The black Swan in AI

The year 2025 came with a surprise in the AI field with the sudden release of DeepSeek R1, which is said to outperform most leading AI models like GPT-4/4o (OpenAI), Gemini 1.5 Pro (Google), LLaMA 3 (Meta), and many others. This may not seem like a big deal, but the full story or at least the current information we have on DeepSeek R1 reveals that it is not only better but also cheaper and built with the latest generation of NVIDIA GPUs. Not to mention, it is open-source.

What Does This Mean, and What Are the Effects?

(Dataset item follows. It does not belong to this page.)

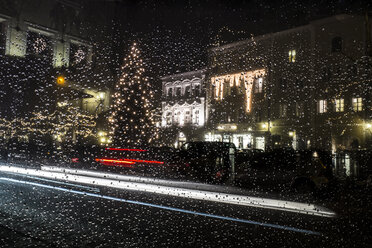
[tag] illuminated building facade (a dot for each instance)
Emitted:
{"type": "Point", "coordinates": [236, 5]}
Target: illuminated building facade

Before the release of the DeepSeek R1 model, new AI models cost billions to build and even more to maintain. Some reports suggest the DeepSeek model cost around $6 million USD (unconfirmed). If this proves accurate, it will have significant effects.

The Effects

Cost Pressures

The first visible effect could be seen in the US stock market. For example, NVIDIA’s stock price plummeted by at least 20% between January 23 and February 4, 2025 a decline mirrored across the AI sector as investors grappled with overinflated valuations and skepticism about the near-term profitability of AI advancements. Companies like Meta, Alphabet, and smaller AI-focused firms saw similar drops, signaling a broader market recalibration. Analysts attribute this to a “reality check” phase: After years of exuberance over AI’s potential, shareholders now demand clearer evidence of ROI, particularly as the cost of training cutting-edge models like GPT or Gemini balloons into the billions with diminishing returns.

For startups, the stakes are even higher. The plunging cost of foundational technologies, such as newly trained models using knowledge distillation, will dramatically lower barriers to entry. Better open-source AI models (which we may see more of) will enable leaner competitors to undercut incumbents. A flood of new entrants offering niche AI solutions (e.g., legal contract automation or medical diagnostics) will saturate the market, making it harder for startups to justify unicorn valuations. Venture capitalists, once eager to fund “the next OpenAI,” will now demand airtight business plans and near-term revenue pipelines. Survival now hinges on startups pivoting to proprietary datasets, forging industry partnerships, or targeting underserved markets (like climate modeling or agricultural AI) or facing extinction.

AI’s Linux Moment: Open-Source Rising

The open-sourcing of DeepSeek’s R1 model may signal the beginning of a transformative trend in AI development, where companies release powerful models to the public rather than restricting access. This move reignites a longstanding debate: Should cutting-edge AI remain proprietary-locked behind corporate firewalls, or should it be democratized to accelerate innovation and transparency? I believe open-sourcing models like R1 creates a net positive for the broader community. Developers gain the ability to audit, modify, and build upon existing architectures. It also democratizes access for researchers in academia or underfunded startups that lack the resources to train billion-parameter models from scratch. DeepSeek’s decision echoes pivotal moments in tech history, such as the rise of Linux in the 1990s, which challenged proprietary software dominance by empowering a global community to collaboratively refine open-source code. If this trend continues, AI’s “Linux moment” could decentralize power from a handful of tech giants, fostering a more participatory ecosystem where transparency and collective iteration drive progress.

Conclusion

The release of DeepSeek R1 in 2025 marks a watershed moment in AI development, one that exposes the fragile economics and power dynamics underpinning the industry. By delivering superior performance at a fraction of the cost reportedly just $6 million compared to the billion-dollar price tags of legacy models—DeepSeek has not only disrupted the market but forced a reckoning. The immediate fallout, from NVIDIA’s stock plunge to the valuation crisis at AI startups, reveals a sector grappling with the end of its “growth at all costs” era. Investors, once dazzled by the promise of AI’s limitless potential, now demand tangible returns, while startups face existential pressure to pivot from hype-driven moonshots to pragmatic, revenue-focused solutions.

Finally, the road ahead remains uncertain. Will Big Tech adapt by embracing openness, or double down on walled gardens? Can startups survive the valuation squeeze by carving niches in climate tech, healthcare, or agriculture? And will regulators strike a balance between democratization and safeguarding against harm? What’s clear is that DeepSeek R1 has irrevocably altered the rules: The future of AI will be shaped not just by who builds the smartest models, but by who builds them differently cheaper, leaner, and for the many, not the few.